A la gauche de Cadfael était assis un jeune homme du parti du prince, à la stature massive, compacte, typiquement galloise, très élégamment vêtu, avec des yeux et des cheveux noirs. Et son regard sombre, très intense, qui se perdait dans le lointain, semblait traverser les gens et les objets au lieu de s’arrêter sur eux. C’est seulement quand il regardait Owain et Hywel, un peu plus loin, que sa vision se concentrait ; son visage prenait une nuance plus chaleureuse et ses lèvres allongées s’adoucissaient en un sourire léger. Les princes de Gwynedd possédaient au moins un allié fidèle. Cadfael observa discrètement le jeune homme, car il en valait la peine. Il était beau, malgré son air mélancolique et sa façon de se cantonner dans le silence. Quand il parlait, histoire de faire preuve de civilité envers son voisin, il s’exprimait d’une voix calme mais sonore et dont les cadences, selon Cadfael, n’appartenaient pas à Gwynedd. Mais ce qu’il avait de plus significatif n’apparut pas à Cadfael avant un certain temps car il mangeait et buvait peu et se servait uniquement de sa main droite qui était tranquillement posée sur le plateau, à la vue de Cadfael. C’est seulement quand il se tourna directement vers lui et posa son coude gauche sur le bord de la table, qu’il réalisa : son avant-bras gauche se terminait à seulement quelques pouces de l’articulation ; une toile fine, attachée par un bracelet d’argent mince, était posée sur le moignon, comme un gant.

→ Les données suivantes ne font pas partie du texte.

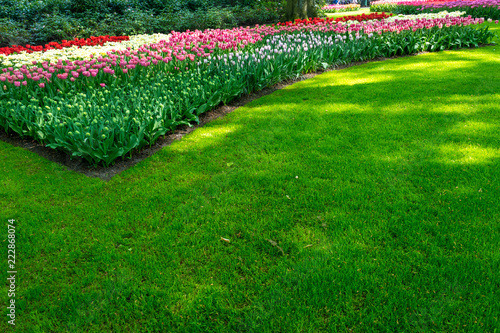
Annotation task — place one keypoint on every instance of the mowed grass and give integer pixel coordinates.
(364, 10)
(364, 199)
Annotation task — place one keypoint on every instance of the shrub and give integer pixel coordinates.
(12, 33)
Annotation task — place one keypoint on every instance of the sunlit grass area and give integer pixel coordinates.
(364, 199)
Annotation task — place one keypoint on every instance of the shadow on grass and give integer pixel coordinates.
(363, 199)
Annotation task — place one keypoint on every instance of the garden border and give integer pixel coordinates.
(80, 165)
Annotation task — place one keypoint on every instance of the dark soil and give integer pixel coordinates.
(106, 173)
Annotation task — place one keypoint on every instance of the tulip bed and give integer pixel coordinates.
(78, 42)
(344, 18)
(341, 8)
(476, 8)
(106, 106)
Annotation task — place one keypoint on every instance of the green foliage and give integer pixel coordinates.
(55, 26)
(12, 33)
(486, 12)
(142, 105)
(54, 20)
(379, 182)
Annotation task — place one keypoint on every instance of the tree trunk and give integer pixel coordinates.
(297, 9)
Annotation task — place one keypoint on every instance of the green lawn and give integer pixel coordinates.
(364, 199)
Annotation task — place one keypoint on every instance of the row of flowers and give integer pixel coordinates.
(72, 53)
(55, 57)
(185, 49)
(426, 16)
(475, 8)
(341, 8)
(78, 42)
(104, 107)
(347, 18)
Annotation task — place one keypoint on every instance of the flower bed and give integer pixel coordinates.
(427, 16)
(348, 18)
(341, 8)
(78, 42)
(105, 107)
(74, 52)
(475, 8)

Cette révélation fut si soudaine qu’il était difficile de ne pas regarder, mais Cadfael détourna aussitôt le regard et s’abstint de tout commentaire, sans toutefois pouvoir s’empêcher d’observer cette mutilation quand il crut qu’on ne le voyait pas.
Mais celui qui l’avait subie avait vécu trop longtemps avec cela pour ne pas savoir l’effet que sa blessure produisait sur les autres.
— Ne vous gênez pas pour m’interroger, mon frère, murmura-t-il avec un sourire en coin. Je n’ai pas honte de proclamer où je l’ai perdue. C’était jadis la main dont je me servais le plus volontiers, même si je savais utiliser les deux, et encore aujourd’hui, je ne me débrouille pas mal avec celle qui me reste.
Puisque sa curiosité n’était pas mal prise, qu’on l’attendait même, Cadfael décida de ne pas se dérober, bien qu’il commençât à envisager quelques éléments de réponse. Ce jeune homme, en vérité, venait presque certainement du sud du pays ; ici à Gwynedd, il était bien loin de chez lui.
— Je ne doute pas, émit-il prudemment, que quel que soit l’endroit où cela vous est arrivé, vous n’ayez pas failli à l’honneur. Mais, si vous avez envie de m’en parler, il serait peut-être bon que vous sachiez que moi aussi, en mon temps, j’ai porté les armes, et moi aussi j’ai donné et reçu des coups. Si vous voulez m’admettre dans vos confidences, je devrais pouvoir vous suivre, ce domaine ne m’étant pas inconnu.
— Je pensais bien, lança le garçon en tournant vers lui deux yeux noirs, brillants, approbateurs, que vous ne ressembliez pas aux moines qu’on voit ordinairement. Eh bien, suivez-moi donc, j’en serai ravi. J’ai laissé mon bras sur le corps de mon seigneur, et j’avais toujours mon épée en main.
— C’était l’an dernier, avança lentement Cadfael, se fiant à son intuition et à son imagination, à Deheubarth.
— C’est exactement ça.
— La victime ?
— … Était mon prince et mon beau-frère, termina l’infirme. Le coup fatal qui l’a achevé m’a emporté le bras en même temps.